Command-line program for indexing, slicing, analyzing, splitting and joining CSV files with high performance.
xsv is a command-line toolkit for CSV file manipulation that emphasizes speed and composability. It provides over 20 commands for common CSV operations including counting rows, selecting columns, filtering data, generating statistics, joining files, and reformatting output. The tool can create indexes for CSV files that enable constant-time slicing operations and significantly faster statistics generation.

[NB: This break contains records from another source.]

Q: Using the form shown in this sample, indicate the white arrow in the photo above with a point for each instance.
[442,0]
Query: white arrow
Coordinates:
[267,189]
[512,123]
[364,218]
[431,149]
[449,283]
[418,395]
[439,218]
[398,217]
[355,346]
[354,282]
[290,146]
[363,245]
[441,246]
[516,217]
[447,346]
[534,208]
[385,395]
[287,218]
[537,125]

The toolkit includes commands like stats for generating descriptive statistics, frequency for building frequency tables, join for combining datasets, search for regex-based filtering, and sample for random row selection using reservoir sampling. Operations can be chained together using Unix pipes, allowing complex data processing workflows. For example, you can slice specific rows, select certain columns, and format the output as aligned tables in a single pipeline.
xsv is designed for performance-critical CSV processing tasks. Creating an index allows operations like slice to parse only the required portion of large files rather than scanning from the beginning. The frequency command uses parallelism when an index is present, and statistics generation is significantly faster compared to similar tools. However, the project is now unmaintained, with the author recommending qsv or xan as alternatives.
The tool targets data analysts, researchers, and developers who need to process large CSV files efficiently from the command line. It handles Unicode data correctly and supports various CSV dialects through configurable delimiters and quoting rules.
# via Cargo
cargo install xsv